Un descubrimiento sorprendente
Luego nació Mona. Pero esperen. No he dicho quién era ese niño. Ese niño creció y se convirtió en Steve Jobs. Steve Jobs, sí. El cofundador de Apple. No sé si el hecho de haberlo descubierto de mayor, es decir, después de haber dado comienzo a su carrera como escritora, acabó de alguna forma con cualquier tipo de posibilidad de que esta, la carrera, continuase. El caso es que, después de aquella primera novela —prometedora y, en algún sentido, icónica: ¿cuántas novelas conocen que no sean otra cosa que un viaje por carretera, vida de motel y cafeterías?—, Simpson solo publicó cuatro libros más. Entre ellos, un ‘memoir’ titulado ‘Mi Hollywood’, y, por supuesto, un libro sobre su hermano, y cómo descubrió que lo era, titulado ‘A Regular Guy’, algo así como ‘Un tío corriente’.

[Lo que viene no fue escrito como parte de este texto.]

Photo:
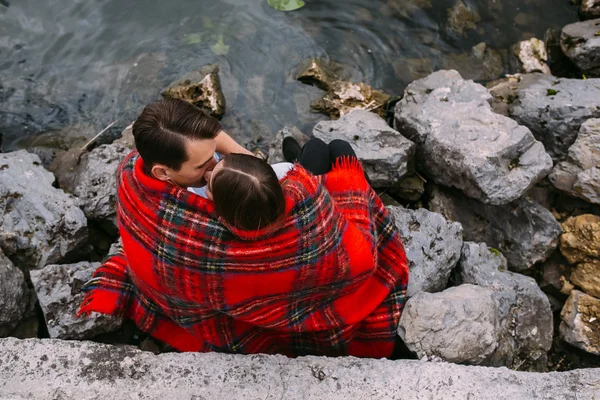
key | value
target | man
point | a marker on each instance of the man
(327, 278)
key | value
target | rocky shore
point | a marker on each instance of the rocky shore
(495, 190)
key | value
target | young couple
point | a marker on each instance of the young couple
(295, 259)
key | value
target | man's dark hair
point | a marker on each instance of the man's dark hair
(162, 128)
(247, 193)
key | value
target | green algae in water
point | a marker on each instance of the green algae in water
(286, 5)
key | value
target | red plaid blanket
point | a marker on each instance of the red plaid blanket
(329, 280)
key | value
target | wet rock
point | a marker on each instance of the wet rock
(580, 324)
(581, 43)
(58, 289)
(343, 97)
(531, 56)
(432, 247)
(480, 63)
(386, 155)
(201, 88)
(39, 224)
(589, 9)
(13, 296)
(552, 108)
(525, 232)
(580, 241)
(462, 143)
(459, 325)
(275, 149)
(525, 315)
(579, 174)
(462, 18)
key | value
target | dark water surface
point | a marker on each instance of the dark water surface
(74, 66)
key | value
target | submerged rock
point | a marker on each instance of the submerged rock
(580, 324)
(553, 108)
(581, 43)
(201, 88)
(531, 56)
(39, 224)
(385, 154)
(459, 325)
(525, 316)
(579, 174)
(13, 296)
(432, 247)
(58, 289)
(524, 231)
(462, 143)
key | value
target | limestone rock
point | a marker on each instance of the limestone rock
(432, 247)
(552, 108)
(201, 88)
(58, 288)
(275, 150)
(13, 295)
(525, 313)
(460, 324)
(579, 174)
(581, 43)
(524, 231)
(386, 155)
(39, 224)
(580, 324)
(532, 56)
(462, 143)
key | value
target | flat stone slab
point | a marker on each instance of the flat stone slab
(54, 369)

Aunque esto resulte de lo más jugoso, y daría para una reedición más que justificada de ‘A cualquier otro lugar’ —después de todo, Adele es esa madre estudiante universitaria, la madre de Steve Jobs y Mona, una especie de Lorelai Gilmore dispuesta a jugársela, a no detenerse nunca—, lo interesante del cruce entre la novela de carretera de July y Simpson es ese reflejo de lo que significaba la libertad, y la búsqueda de una misma, en uno y otro momento. Porque todo subgénero de novelas —y el del viaje por carretera podría ser uno—, leído en su contexto, se convierte en un mapa de aquello que la sociedad ha hecho, o está haciendo, con su autor, o su autora, y de qué manera está él o ella tratando de encajarlo. Puede que no todo ocurra por una razón, pero sin duda todo se escribe con un sentido.